Vuciq : Les déclarations de Poutine au Kosovo augmentent la pression sur la Serbie

Le président de la Serbie, Aleksandar Vuciq, a déclaré que son pays “est de plus en plus sous pression” pour reconnaître l'indépendance du Kosovo. Il a déclaré que la situation en Serbie “a changé pour le mauvais”, suite aux revendications du président russe Vladimir Poutine.
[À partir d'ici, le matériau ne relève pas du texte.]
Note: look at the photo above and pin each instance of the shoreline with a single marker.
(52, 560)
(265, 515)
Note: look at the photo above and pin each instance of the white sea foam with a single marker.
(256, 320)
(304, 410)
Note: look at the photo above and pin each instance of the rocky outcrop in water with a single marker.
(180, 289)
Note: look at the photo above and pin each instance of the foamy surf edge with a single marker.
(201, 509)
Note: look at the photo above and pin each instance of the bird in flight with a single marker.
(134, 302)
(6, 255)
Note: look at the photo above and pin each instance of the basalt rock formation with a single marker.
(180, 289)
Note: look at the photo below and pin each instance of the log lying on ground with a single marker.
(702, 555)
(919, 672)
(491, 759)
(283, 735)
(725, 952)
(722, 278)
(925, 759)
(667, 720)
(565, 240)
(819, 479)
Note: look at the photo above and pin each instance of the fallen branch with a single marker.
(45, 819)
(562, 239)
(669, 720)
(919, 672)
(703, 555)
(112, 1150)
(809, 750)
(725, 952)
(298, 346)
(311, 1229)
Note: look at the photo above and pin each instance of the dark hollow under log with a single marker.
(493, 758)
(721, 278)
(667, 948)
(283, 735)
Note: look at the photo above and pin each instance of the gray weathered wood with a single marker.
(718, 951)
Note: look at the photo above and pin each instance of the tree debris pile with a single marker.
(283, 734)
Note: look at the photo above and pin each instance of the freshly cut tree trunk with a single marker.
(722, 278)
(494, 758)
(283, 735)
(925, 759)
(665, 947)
Il, 26 avril, a comparé le Kosovo à deux [...]
Il a déclaré que la situation en Serbie “a changé pour mauvais”, suite aux revendications du président russe Vladimir Poutine.
Le 26 avril, il a comparé le Kosovo aux deux régions séparatistes en Ukraine, Donjeckun et Luhanskun, connues conjointement sous le nom de Donbas.
La Russie, comme la Serbie, ne reconnaît pas l'indépendance du Kosovo.
S'adressant à la nation vendredi après-midi, Vuciq a déclaré que “à travers l'Occident exhorterait la Serbie à avancer rapidement vers la reconnaissance de l'indépendance du Kosovo, de sorte que Poutine dit que le Kosovo ne peut pas être comparé à ce qui se passe sur le territoire ukrainien”.
Selon lui, un petit nombre de pays disent qu'ils favorisent la normalisation des relations entre Belgrade et Pristina” et qu'une “croissante exige une reconnaissance mutuelle”.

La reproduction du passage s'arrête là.